Unlike the graph generated by simple, the number of edges does not change before and aftersimplify().

> ecount(simple_no_multiple_random_net)
[1] 78
> ecount(igraph::simplify(simple_no_multiple_random_net, remove.multiple = TRUE, remove.loop = TRUE))
[1] 78

vl

  • Because it is difficult, explanation is omitted.
  • It seems to be uniform sampling here
  • Official document of igraph says

    The "vl" method is a more sophisticated generator. This generator is generated unidentified, connected simple graphs, it is an error to pass the in.deg argument to it. Then some rewiring is done to make the graph connected. Finally a Monte-Carlo algorithm is used to randomize The graph. The "vl" samples from the undirected, connected simple graphs unformly. See http://www-rp.lip6.fr/~latapy/FV/generation.html for details.

Significance Test

In fact, we evaluate the clustering coefficient and the average path length by the deviation from the null model. We generate 1,000 random graphs by the vl method and examine where the value of the original network are located in the distribution of values calculated from them.

sample_cc <- c()
sample_pl <- c()
for(i in 1: 1000) {
  vl_random_net <- sample_degseq(degree_dist, method = "vl")
  sample_cc <- c(sample_cc, transitivity(vl_random_net))
  sample_pl <- c(sample_pl, mean_distance(vl_random_net))
}

The distribution of each indicator is as follows.

# cc hist
g <- ggplot(data = tibble(cc = sample_cc), aes(x = cc))
g <- g + geom_histogram(binwidth =. 01)
g <- g + geom_vline(xintercept = cc_original, col = "red")
g

# pl hist
g <- ggplot(data = tibble(pl = sample_pl), aes(x = pl))
g <- g + geom_histogram(binwidth =. 01)
g <- g + geom_vline(xintercept = pl_original, col = "red")
g

f:id:meana0:20190302183611p:plain
Distribution of clustering coefficients Red line is original value)

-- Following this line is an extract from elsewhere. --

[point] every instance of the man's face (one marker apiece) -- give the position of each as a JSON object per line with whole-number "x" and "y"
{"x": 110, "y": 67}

f:id:meana0:20190302183615p:plain
Distribution of average path length(red line is original value)

We assume that these distributions follow a normal distribution(though it is distorted to the right with respect to the average path length...), calculate the mean, standard deviation, and z value, and calculate the p value.

cc_mean = mean(sample_cc)
pl_mean = mean(sample_pl)
cc_sd = sd(sample_cc)
pl_sd = sd(sample_pl)
cc_zscore <-(cc_original - cc_mean) / cc_sd
pl_zscore <-(pl_original - pl_mean) / pl_sd
> 1-pnorm(cc_zscore)
[1] 0.1035129
> 1-pnorm(pl_zscore)
[1] 0.0003767265

Compared with the distribution of indices obtained from the random graph, it can be seen that the original network is a statistically deviated value for both network statistics.

Finally

It may be better to keep the series of methods introduced here to the extent that it is used for searching what kind of point is characteristic in a certain graph.

Because according to the paper Comparing Brain Networks of Different Size and Connectivity Density Using Graph Theory which examined the comparison method between graphs with different clustering coefficients and average path length Since these indices are greatly influenced by the node size N and the average degree k, it is difficult to compare graphs of different sizes and densities by raw numerical values ​​based on the original size(this bias is N-independent or k- independent, etc.).

It seems that the null model-based metrics introduced here are more influenced by N and k, if you use it, please be careful.